For hauliers, this translates into persistent pressure at borders, where paperwork, regulatory divergence and inspection requirements continue to affect transit times. The report confirms what operators experience daily: EU–UK trade is functioning, but no longer frictionless.

Reliability overtakes price

One of the clearest signals in the report is the shift in priorities among shippers. When asked what they value most in logistics services, manufacturers point first to reliability (66%), followed by speed (55%) and security (41%). Cost is no longer the primary differentiator.

This reflects a trading environment where delays are more damaging than higher freight rates. Missed delivery slots, border hold-ups or documentation errors can disrupt entire supply chains, pushing manufacturers to favour operators who can deliver predictability — even at a premium.

Near-shoring reshapes road freight

The report also highlights a structural change in sourcing strategies. Nearly two-thirds of manufacturers (63%) expect to increase domestic sourcing over the next five years, accelerating a trend that has already been visible since the pandemic.

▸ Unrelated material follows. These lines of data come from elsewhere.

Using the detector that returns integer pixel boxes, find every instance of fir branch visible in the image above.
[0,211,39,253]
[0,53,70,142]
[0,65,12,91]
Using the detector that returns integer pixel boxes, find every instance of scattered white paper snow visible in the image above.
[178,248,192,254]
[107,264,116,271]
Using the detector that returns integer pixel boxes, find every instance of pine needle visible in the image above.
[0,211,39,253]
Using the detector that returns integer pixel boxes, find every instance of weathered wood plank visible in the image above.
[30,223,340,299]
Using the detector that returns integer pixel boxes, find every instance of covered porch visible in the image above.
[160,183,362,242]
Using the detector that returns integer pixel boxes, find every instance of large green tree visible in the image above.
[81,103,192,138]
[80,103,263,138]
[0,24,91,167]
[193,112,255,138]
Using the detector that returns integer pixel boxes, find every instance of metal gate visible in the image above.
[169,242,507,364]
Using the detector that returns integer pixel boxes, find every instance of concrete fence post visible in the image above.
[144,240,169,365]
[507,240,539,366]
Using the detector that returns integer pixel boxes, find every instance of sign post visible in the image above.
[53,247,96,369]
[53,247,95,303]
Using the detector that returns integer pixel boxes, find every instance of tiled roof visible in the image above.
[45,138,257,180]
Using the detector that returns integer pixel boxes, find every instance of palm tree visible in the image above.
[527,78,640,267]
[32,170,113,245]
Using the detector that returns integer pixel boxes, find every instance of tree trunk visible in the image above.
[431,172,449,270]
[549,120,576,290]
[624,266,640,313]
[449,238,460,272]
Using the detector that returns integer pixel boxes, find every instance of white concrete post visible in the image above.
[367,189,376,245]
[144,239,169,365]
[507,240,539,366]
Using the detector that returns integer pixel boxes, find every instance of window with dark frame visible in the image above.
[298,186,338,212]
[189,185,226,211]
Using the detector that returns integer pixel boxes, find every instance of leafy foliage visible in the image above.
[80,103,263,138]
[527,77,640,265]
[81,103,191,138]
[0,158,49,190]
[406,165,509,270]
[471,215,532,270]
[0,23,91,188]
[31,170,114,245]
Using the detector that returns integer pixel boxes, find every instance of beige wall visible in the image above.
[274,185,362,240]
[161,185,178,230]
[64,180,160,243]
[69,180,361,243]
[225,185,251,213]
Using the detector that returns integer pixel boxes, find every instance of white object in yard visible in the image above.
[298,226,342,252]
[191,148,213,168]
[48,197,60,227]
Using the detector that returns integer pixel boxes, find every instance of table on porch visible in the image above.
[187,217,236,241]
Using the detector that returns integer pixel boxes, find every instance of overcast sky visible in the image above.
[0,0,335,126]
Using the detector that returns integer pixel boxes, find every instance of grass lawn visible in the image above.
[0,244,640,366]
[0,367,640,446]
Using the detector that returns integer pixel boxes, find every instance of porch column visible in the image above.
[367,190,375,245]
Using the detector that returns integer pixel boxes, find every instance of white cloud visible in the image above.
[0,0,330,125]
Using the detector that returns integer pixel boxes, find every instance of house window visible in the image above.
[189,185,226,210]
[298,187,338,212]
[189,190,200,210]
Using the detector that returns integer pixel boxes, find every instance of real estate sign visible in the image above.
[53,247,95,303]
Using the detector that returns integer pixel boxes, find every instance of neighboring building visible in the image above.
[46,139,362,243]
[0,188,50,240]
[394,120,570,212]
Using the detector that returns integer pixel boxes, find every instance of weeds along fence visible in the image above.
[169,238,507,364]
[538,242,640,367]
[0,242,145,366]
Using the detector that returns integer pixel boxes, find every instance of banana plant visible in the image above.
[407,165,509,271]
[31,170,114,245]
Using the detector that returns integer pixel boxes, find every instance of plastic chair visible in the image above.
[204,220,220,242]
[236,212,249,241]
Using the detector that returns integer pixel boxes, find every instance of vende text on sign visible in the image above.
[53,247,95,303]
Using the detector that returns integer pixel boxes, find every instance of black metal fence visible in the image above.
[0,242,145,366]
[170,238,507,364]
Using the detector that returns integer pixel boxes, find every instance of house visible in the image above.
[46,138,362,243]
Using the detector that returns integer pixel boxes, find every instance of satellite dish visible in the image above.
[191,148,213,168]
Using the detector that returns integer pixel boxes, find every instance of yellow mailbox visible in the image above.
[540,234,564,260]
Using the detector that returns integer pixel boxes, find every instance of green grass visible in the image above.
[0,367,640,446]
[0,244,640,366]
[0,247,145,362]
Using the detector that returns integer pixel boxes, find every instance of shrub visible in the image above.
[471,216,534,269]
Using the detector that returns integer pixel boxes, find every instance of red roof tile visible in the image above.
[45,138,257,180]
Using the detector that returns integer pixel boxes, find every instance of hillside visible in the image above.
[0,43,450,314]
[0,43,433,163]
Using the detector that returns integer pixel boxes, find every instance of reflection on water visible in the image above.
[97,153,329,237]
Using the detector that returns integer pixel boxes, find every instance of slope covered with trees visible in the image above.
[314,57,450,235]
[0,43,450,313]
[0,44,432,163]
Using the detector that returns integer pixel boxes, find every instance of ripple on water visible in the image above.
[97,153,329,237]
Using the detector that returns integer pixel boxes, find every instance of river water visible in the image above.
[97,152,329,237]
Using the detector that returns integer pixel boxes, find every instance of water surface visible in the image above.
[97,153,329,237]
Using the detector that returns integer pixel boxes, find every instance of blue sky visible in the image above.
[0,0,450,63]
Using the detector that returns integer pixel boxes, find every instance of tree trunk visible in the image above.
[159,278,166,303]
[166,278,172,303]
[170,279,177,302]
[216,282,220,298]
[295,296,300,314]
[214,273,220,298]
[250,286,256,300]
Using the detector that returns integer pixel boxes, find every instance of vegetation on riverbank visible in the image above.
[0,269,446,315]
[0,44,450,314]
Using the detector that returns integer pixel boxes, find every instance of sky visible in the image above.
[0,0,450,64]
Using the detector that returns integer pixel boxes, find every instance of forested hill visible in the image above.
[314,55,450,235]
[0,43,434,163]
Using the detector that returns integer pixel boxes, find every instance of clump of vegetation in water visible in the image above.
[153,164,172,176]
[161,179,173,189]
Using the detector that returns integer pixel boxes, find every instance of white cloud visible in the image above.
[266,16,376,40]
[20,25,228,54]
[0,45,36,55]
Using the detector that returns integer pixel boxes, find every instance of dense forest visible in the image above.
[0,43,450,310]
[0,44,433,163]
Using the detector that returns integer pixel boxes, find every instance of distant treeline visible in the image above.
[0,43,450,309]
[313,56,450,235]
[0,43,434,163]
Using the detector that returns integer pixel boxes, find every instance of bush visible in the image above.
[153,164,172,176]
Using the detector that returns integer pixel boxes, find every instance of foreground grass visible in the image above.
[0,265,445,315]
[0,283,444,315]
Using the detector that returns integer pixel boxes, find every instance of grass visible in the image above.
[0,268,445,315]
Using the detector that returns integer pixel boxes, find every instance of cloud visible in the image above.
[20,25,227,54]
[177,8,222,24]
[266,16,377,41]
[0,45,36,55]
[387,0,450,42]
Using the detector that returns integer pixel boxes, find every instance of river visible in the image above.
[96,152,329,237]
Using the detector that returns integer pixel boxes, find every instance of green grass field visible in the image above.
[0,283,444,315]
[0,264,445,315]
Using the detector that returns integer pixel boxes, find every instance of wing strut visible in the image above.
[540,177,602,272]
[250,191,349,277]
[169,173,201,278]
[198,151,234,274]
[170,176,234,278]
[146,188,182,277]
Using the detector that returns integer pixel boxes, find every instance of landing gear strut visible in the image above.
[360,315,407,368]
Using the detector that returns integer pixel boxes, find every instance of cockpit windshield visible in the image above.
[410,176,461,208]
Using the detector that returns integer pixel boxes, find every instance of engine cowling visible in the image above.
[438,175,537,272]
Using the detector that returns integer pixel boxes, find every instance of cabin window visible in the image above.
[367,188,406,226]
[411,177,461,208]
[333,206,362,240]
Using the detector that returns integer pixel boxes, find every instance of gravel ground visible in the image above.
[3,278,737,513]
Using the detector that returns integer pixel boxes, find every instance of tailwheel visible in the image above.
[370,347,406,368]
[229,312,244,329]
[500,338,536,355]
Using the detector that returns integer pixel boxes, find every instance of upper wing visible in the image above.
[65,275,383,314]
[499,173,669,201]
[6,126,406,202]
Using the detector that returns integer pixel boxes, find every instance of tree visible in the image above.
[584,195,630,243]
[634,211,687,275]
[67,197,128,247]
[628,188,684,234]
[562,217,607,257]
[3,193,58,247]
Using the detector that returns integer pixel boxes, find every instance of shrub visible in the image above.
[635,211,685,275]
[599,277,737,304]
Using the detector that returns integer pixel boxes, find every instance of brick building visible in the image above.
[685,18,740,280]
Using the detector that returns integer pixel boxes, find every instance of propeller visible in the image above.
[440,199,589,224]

Rather than reducing transport demand, this shift is likely to reconfigure it. Shorter supply chains mean more regional and feeder traffic, increased reliance on UK–EU road corridors, and a higher frequency of time-critical movements. For hauliers, flexibility and route resilience may matter more than long-haul scale.

Logistics as a trade enabler — or a blocker

More than a third of manufacturers say they are avoiding certain markets altogether due to complexity or risk, underlining how transport and border reliability can determine whether trade happens at all. Logistics partner services are identified as the second most important support needed for export growth, after government export assistance.

This suggests a growing expectation that hauliers do more than provide capacity. Customs expertise, documentation accuracy and contingency planning are increasingly seen as part of the transport offer — especially on politically and regulatory sensitive routes.

Trade continues, pressure concentrates

While the report focuses on UK manufacturers, its implications extend across Europe. As exporters remain anchored in EU markets and redirect trade away from more volatile destinations, pressure on European road networks, border crossings and compliant operators is likely to increase.

The findings point to a trade system that has not broken, but has become more brittle. Volumes are holding up, yet risk, cost and responsibility have shifted down the supply chain — landing squarely on transport.

For European hauliers, the challenge is no longer just moving goods efficiently, but absorbing the instability of modern trade while keeping trucks rolling on time.